When my dad died on 13 January 2009 I rescued some of mum's treasured books from the old family home - poetry books, travel books, history books, reminiscences of rural life, Bibles, a beautiful 1911 edition of The Works Of Shakespeare, TE Lawrence's Seven Pillars Of Wisdom. She had been an avid reader all her life. Religiously halfway through each morning she would make herself a cup of coffee and do a little Bible study. Every Saturday she changed her books at the public library and brought home takeaway fish and chips for our lunch. It's from her I inherited my passion for books and reading and poetry, and my love of nature and the countryside.

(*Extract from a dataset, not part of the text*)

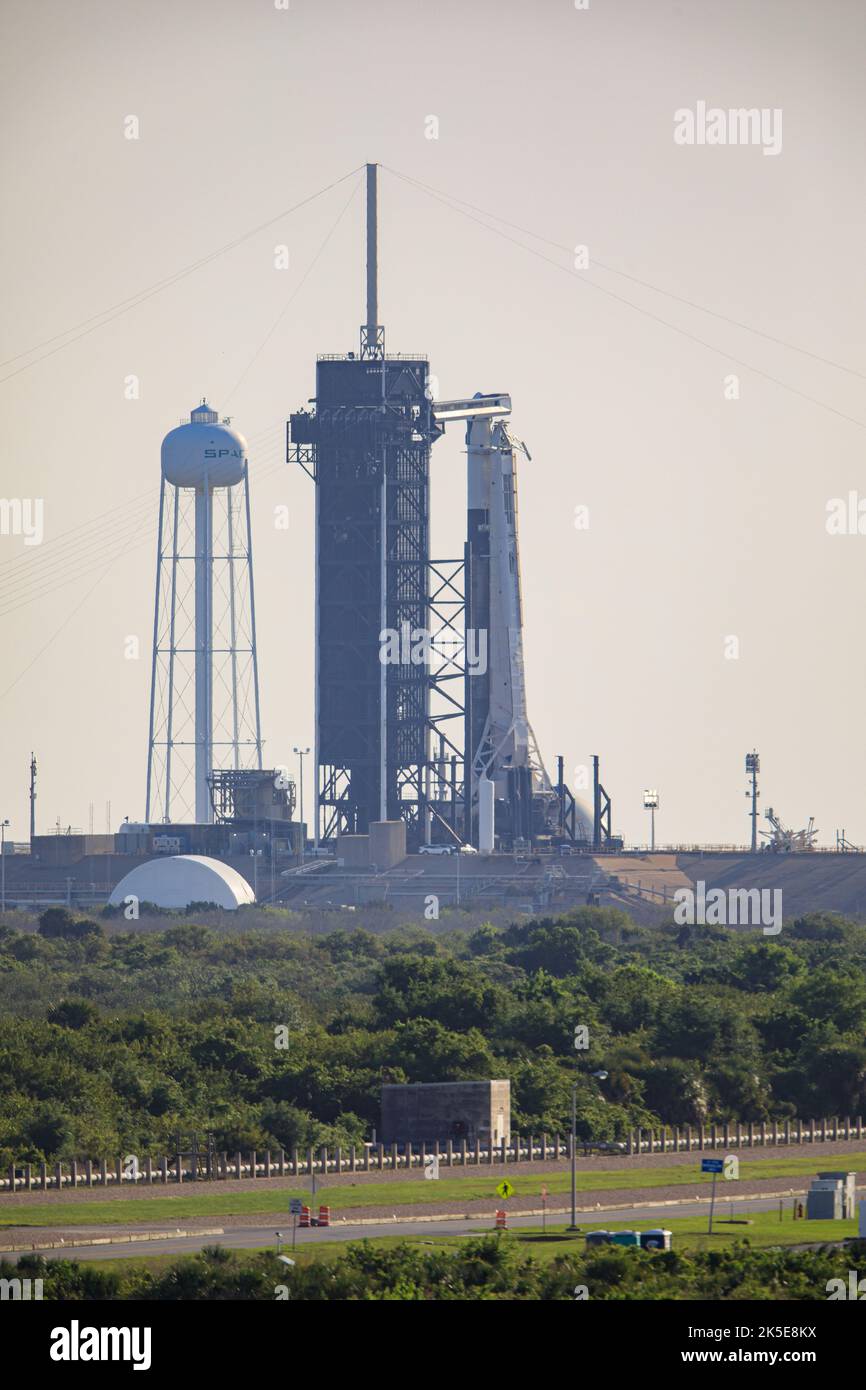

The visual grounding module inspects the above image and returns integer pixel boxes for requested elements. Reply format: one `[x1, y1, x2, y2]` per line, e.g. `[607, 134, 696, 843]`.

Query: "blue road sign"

She also used to keep commonplace books, and make scrapbooks of poems, pictures, old magazine and newspaper cuttings. In the late 1970s a facsimile edition of Edith Holden's nature diary for the year 1906 was published in the UK under the title The Country Diary Of An Edwardian Lady. It became an instant bestseller. My mum loved this book. So, when Nature Notes of The Country Dairy Of An Edwardian Lady came out in the early 1980s, I gave her a copy. It's inscribed 'Christmas 1983', and mum filled in the entries for every single day of 1984. Above is a page from the book showing her birthday week (double-click to enlarge). On her birthday, 18 February, she wrote in a neat, tiny hand: My birthday. Perfect Spring day - blue sky & no clouds. Several blackbirds in garden.